Mali's President Dioncounda Traore returns from Paris
Mali's interim President Dioncounda Traore has arrived back home after a two-month absence.
He has been recovering in Paris from injuries sustained when he was beaten by supporters of March's coup.
Journalist Idrissa Fane told the BBC Mr Traore was greeted by a large crowds at the airport and looked to be healthy.
Analysts say he has a tough task ahead in trying to resolve the political stalemate caused by the coup and an Islamist rebellion in the north.
Tuareg rebels and Islamist militants capitalised on the chaos following an army coup in March and took control of the north of the country, but their uneasy alliance has collapsed.
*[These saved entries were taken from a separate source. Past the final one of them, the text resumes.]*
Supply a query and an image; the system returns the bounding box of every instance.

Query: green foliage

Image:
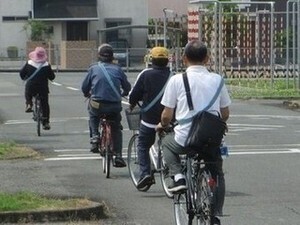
[0,192,84,211]
[23,20,51,41]
[227,79,300,99]
[0,142,15,155]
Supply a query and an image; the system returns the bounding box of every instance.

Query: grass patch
[227,78,300,99]
[0,192,92,212]
[0,141,39,160]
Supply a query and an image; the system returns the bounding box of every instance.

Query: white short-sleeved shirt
[161,65,231,146]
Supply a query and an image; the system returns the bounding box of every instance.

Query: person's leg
[88,102,101,138]
[88,102,101,152]
[136,124,156,188]
[162,133,187,192]
[205,147,225,217]
[25,85,33,112]
[40,93,50,120]
[138,124,156,177]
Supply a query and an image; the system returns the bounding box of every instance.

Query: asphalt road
[0,72,300,225]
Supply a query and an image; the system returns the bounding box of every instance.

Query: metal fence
[189,0,300,90]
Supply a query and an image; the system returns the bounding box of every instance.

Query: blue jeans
[162,133,225,215]
[137,124,156,178]
[88,100,123,155]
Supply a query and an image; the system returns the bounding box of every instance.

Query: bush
[7,46,18,58]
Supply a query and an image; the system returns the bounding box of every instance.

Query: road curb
[0,201,108,223]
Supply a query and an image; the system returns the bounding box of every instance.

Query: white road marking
[66,87,79,91]
[51,82,62,86]
[44,147,300,161]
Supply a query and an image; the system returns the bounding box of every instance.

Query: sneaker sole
[167,185,187,193]
[137,176,152,189]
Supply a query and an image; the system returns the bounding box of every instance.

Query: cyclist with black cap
[81,43,131,167]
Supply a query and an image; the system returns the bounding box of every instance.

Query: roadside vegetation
[0,192,92,212]
[0,142,95,214]
[0,141,39,160]
[227,79,300,99]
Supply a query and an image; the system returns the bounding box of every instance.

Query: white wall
[0,0,31,56]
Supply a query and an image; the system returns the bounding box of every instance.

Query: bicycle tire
[160,157,174,198]
[105,144,111,178]
[196,170,215,224]
[174,192,190,225]
[127,133,151,192]
[101,126,107,174]
[35,98,41,137]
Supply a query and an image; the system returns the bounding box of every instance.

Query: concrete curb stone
[0,201,108,224]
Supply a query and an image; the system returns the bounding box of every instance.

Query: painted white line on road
[44,148,300,161]
[66,86,79,91]
[51,82,62,86]
[45,156,101,161]
[58,154,94,157]
[54,149,88,152]
[0,93,21,97]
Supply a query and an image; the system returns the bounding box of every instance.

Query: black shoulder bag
[181,72,227,152]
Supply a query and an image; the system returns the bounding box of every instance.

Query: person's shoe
[25,105,33,113]
[114,156,127,168]
[137,175,152,189]
[212,216,221,225]
[167,178,187,193]
[90,143,100,153]
[42,123,51,130]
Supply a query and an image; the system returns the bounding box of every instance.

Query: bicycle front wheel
[160,157,174,198]
[127,133,150,192]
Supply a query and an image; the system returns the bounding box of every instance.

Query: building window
[3,16,28,21]
[67,21,88,41]
[105,20,132,43]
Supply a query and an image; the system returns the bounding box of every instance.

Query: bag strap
[178,72,225,125]
[141,71,173,113]
[98,62,121,99]
[182,72,194,110]
[26,64,43,82]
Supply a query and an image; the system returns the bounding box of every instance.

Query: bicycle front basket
[125,108,141,130]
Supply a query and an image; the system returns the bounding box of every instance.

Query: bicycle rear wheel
[174,192,190,225]
[195,170,215,224]
[35,98,42,137]
[105,145,111,178]
[127,133,151,192]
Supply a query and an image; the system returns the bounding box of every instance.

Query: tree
[23,20,52,41]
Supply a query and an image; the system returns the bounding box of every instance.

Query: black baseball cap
[98,44,113,58]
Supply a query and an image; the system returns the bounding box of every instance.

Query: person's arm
[19,63,29,80]
[81,69,92,97]
[129,74,144,108]
[156,106,174,131]
[220,106,229,122]
[120,70,131,97]
[47,64,55,81]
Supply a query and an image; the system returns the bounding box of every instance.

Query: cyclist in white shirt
[156,40,231,225]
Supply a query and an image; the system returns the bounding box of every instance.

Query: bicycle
[173,152,218,225]
[32,94,42,136]
[125,108,173,198]
[98,115,114,178]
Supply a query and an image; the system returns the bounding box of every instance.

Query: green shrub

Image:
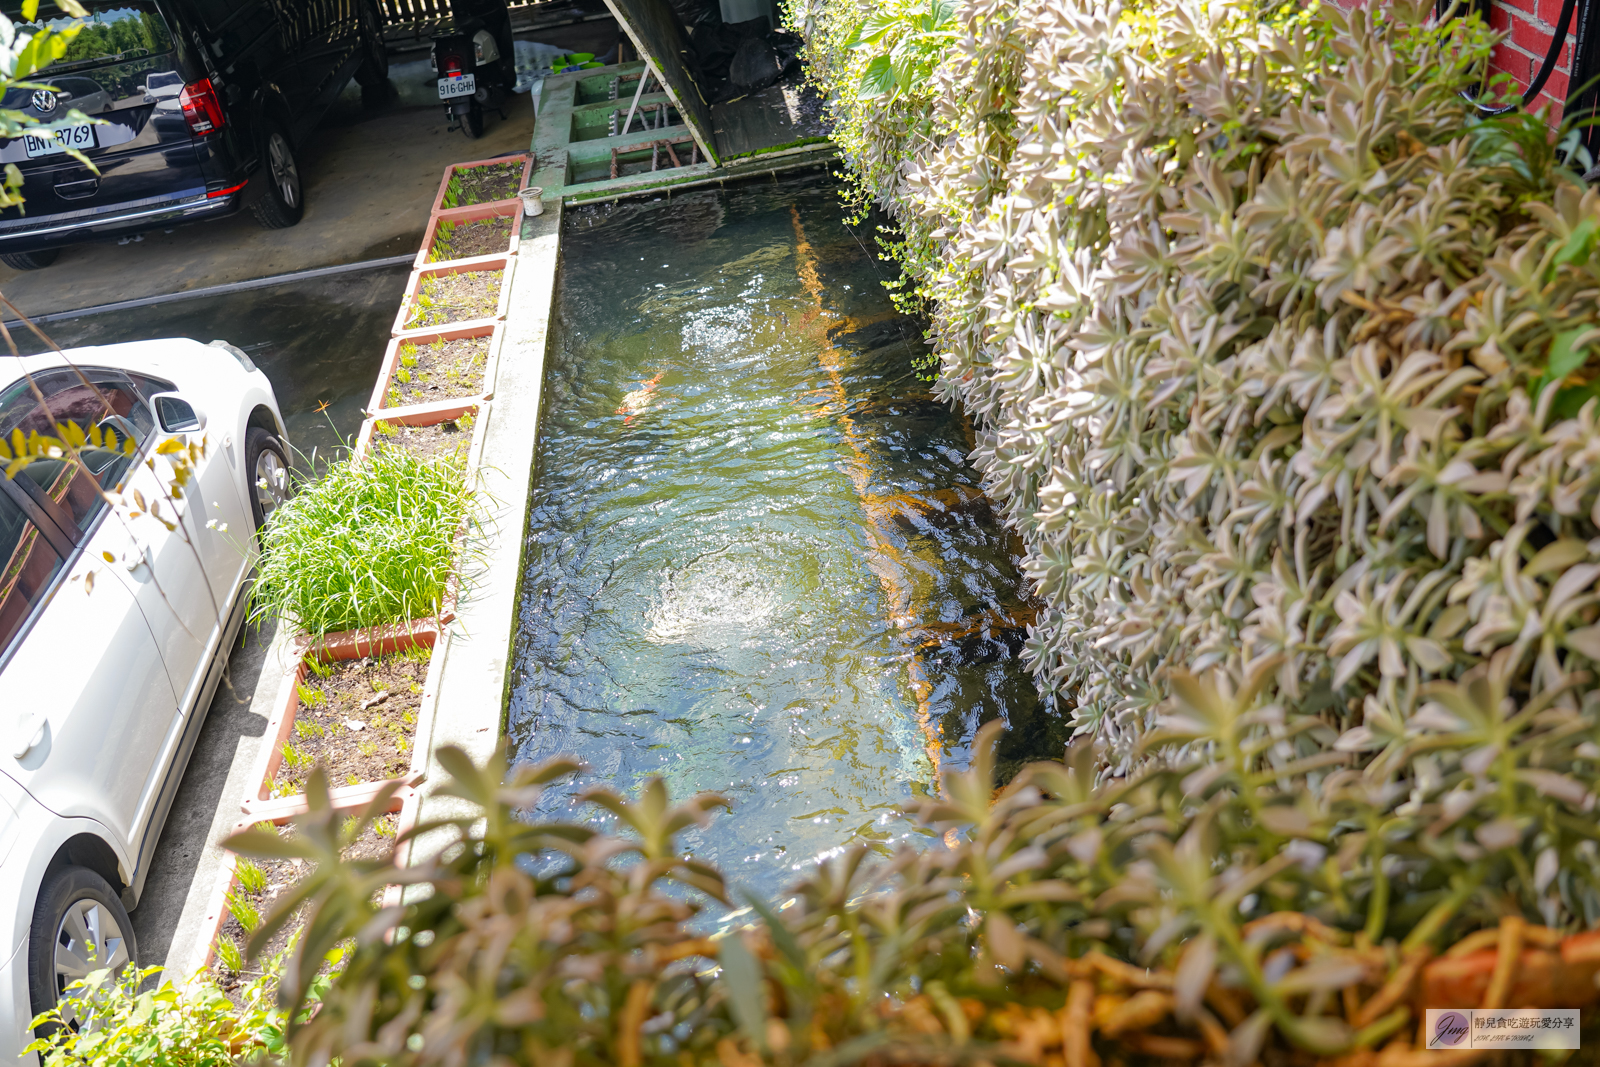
[798,0,1600,899]
[24,960,328,1067]
[253,447,473,636]
[230,712,1600,1067]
The al-Qaeda Islamists now control all three of the region's main cities - Timbuktu, Gao and Kidal. Thousands have fled the north.
Idrissa Fane told the BBC's Focus on Africa programme there was a huge security presence at the airport.
The smiling president was greeted by politicians, diplomats, religious and security leaders, he said.
Crowds of Mr Traore's party supporters also lined the road from the airport to his residence.
Correspondents says there is high hope in Mali that this is not just a symbolic return.
Mr Traore is expected to form a new government of unity within days of his arrival and deliver a strategy to reclaim the northern region of Mali back from rebel control.
The BBC's West Africa correspondent Thomas Fessy says Mr Traore will also have to handle with care the group of soldiers that overthrew the previous administration and agreed to an interim government after the intervention of the regional bloc, Ecowas.
Coup leader Capt Amadou Sanogo remains very influential in the management of the state's affairs, he says.
Mr Traore also faces a growing humanitarian crisis mainly with more than 4.5m people at risk of food insecurity.
According to the UN, nearly 200,000 children are suffering from acute malnutrition.
Our correspondent says it is also not clear whether Mr Traore will back Ecowas's plan to send 3,000 troops to intervene in northern Mali.
There has been international condemnation of the Islamist fighters in the ancient city of Timbuktu where they have been destroying centuries-old shrines to Islamic saints revered by Sufi Muslims.
Their Salafist beliefs condemn the veneration of saints and they regard the mausoleums as idolatrous.